Africa Brief: Global retailers, Sudan, Malawi, Zambia mining, and more
Global clothing retailers eye Africa’s fashionistas
Last year saw the expansion of global fashion brands expanding into South Africa, due to the increasing consumer culture; Africa attracts investments from international companies. Global retailers are looking for new income streams in SA, as it has a relatively untapped market.
This puts pressure on local retailers to shorten their merchandise cycle to remain competitive with the other brands. This means a wider variety for local consumers as more brands expand into SA, which previously had a conservative clothing market.
For the full story, read Global clothing retailers eye Africa’s fashionistas by Zeenat Moorad, published in Business Day on 07/01/2013.
Sudan: Khartoum, Juba to honour deals
Sudan and South Sudan have agreed to demilitarise their shared borders in order to allow oil exports to flow from South Sudan’s oilfields through Sudan’s pipelines.
For the full story, read Sudan: Khartoum, Juba to honour deals by SAPA-AFP, published in The Star, Business Report on 07/01/2013.
Malawi: Lagarde backs Banda reforms
Christine Lagarde, managing director of International Monetary Fund, arrived in Malawi to offer support to the government an president with an economic recovery programme instituted by President Joyce Banda.
For the full story, read Malawi: Lagarde backs Banda reforms by SAPA-AFP, published in The Star, Business Report on 07/01/2013.

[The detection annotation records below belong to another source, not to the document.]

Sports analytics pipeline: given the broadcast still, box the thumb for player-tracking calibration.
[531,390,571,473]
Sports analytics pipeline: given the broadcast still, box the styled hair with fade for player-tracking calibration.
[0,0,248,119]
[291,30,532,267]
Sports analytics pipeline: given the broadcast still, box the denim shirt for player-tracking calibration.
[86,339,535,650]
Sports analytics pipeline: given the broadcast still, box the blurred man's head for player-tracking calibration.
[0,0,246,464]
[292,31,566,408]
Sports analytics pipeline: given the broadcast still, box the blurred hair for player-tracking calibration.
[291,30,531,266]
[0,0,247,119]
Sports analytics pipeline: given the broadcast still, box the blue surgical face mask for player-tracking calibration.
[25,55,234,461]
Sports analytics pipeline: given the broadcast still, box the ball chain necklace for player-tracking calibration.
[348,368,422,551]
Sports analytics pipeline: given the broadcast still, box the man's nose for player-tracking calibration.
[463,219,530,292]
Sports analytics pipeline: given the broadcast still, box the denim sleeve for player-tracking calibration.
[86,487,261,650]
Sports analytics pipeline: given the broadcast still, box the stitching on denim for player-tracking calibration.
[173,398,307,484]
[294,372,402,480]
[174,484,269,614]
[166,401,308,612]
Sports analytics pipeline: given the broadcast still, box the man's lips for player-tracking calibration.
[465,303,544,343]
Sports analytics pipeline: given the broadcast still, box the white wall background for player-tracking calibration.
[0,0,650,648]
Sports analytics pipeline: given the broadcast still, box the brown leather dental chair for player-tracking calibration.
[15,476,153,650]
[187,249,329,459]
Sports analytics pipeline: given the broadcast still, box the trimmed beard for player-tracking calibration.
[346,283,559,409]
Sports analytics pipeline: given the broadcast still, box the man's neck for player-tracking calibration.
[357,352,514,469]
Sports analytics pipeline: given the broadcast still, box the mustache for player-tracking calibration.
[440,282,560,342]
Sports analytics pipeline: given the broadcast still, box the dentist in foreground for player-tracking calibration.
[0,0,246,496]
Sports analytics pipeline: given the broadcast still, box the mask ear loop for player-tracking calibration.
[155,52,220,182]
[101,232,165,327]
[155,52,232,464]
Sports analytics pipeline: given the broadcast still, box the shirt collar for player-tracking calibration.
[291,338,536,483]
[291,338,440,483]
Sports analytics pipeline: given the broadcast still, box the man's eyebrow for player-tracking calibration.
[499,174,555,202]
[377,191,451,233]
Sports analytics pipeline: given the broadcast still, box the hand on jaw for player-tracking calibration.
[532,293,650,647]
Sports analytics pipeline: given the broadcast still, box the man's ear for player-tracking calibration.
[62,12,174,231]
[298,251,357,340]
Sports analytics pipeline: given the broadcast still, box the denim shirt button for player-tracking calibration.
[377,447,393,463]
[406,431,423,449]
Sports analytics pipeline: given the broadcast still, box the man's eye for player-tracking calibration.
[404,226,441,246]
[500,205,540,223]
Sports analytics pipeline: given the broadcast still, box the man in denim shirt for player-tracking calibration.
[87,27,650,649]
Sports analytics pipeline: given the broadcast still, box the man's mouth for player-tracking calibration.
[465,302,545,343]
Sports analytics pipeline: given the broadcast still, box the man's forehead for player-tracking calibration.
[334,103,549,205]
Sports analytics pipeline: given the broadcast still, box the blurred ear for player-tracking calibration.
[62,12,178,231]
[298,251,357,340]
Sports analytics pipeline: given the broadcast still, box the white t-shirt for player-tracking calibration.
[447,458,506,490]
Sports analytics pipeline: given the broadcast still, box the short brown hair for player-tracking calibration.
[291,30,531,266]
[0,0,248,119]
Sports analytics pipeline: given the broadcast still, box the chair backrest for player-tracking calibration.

Zambia: Mines asked to cut power use
Due to the power shortage in Zambia; as a result of increased usage by households, Zesco has asked mining companies to cut back on electricity use. There has however been no reply from the major mining houses on this issue.
For the full story, read Zambia: Mines asked to cut power use by Reuters, published in The Star, Business Report on 07/01/2013.
Merger omits Zimbabwe unit
Barclays Zimbabwean unit has been excluded from the merger with the Absa Group. Indigenisation and Empowerment minister Saviour Kasuku intends to take up controlling stake in the foreign-owned banks, which could hurt recovery prospects in the banking sector.
Barclays Zimbabwe marketing and corporate affairs head believes that the exclusion will not affect operations. The indigenisation programme however, has generated high risk for the country. The Absa Group will be renamed to Barclays Africa Group Limited to reflect the enlarged portfolio post the merger.
For the full story, read Merger omits Zimbabwe unit by Ray Ndlovu, published in Business Day on 08/01/2013.
MTN to roll out LTE technology in Uganda
Uganda will be obtaining the latest technologies over the next few months as MTN rolls out the LTE (long term evolution) network technology, having commercially launched last year in South Africa. Over the past 2 years MTN Uganda has made major investments in the country, planning to invest $70m in the current year.
The investments focused mainly to expand the network infrastructure to support mobile subscriber growth. Last year, MTN announced Benin had granted it a universal license to provide mobile services using any technology.
For the full story, read MTN to roll out LTE technology in Uganda, published in Business Day on 08/01/2013.
Absa shares down on Zimbabwe rate order
Absa shares fell 1.18% to R163.35, as a result of its parent Barclays being forced to curb interest rates by the Zimbabwean government. A draft agreement states that lending rates cannot be more than 10 percentage points above the companies’ cost of financing, ranging between 1%-7%.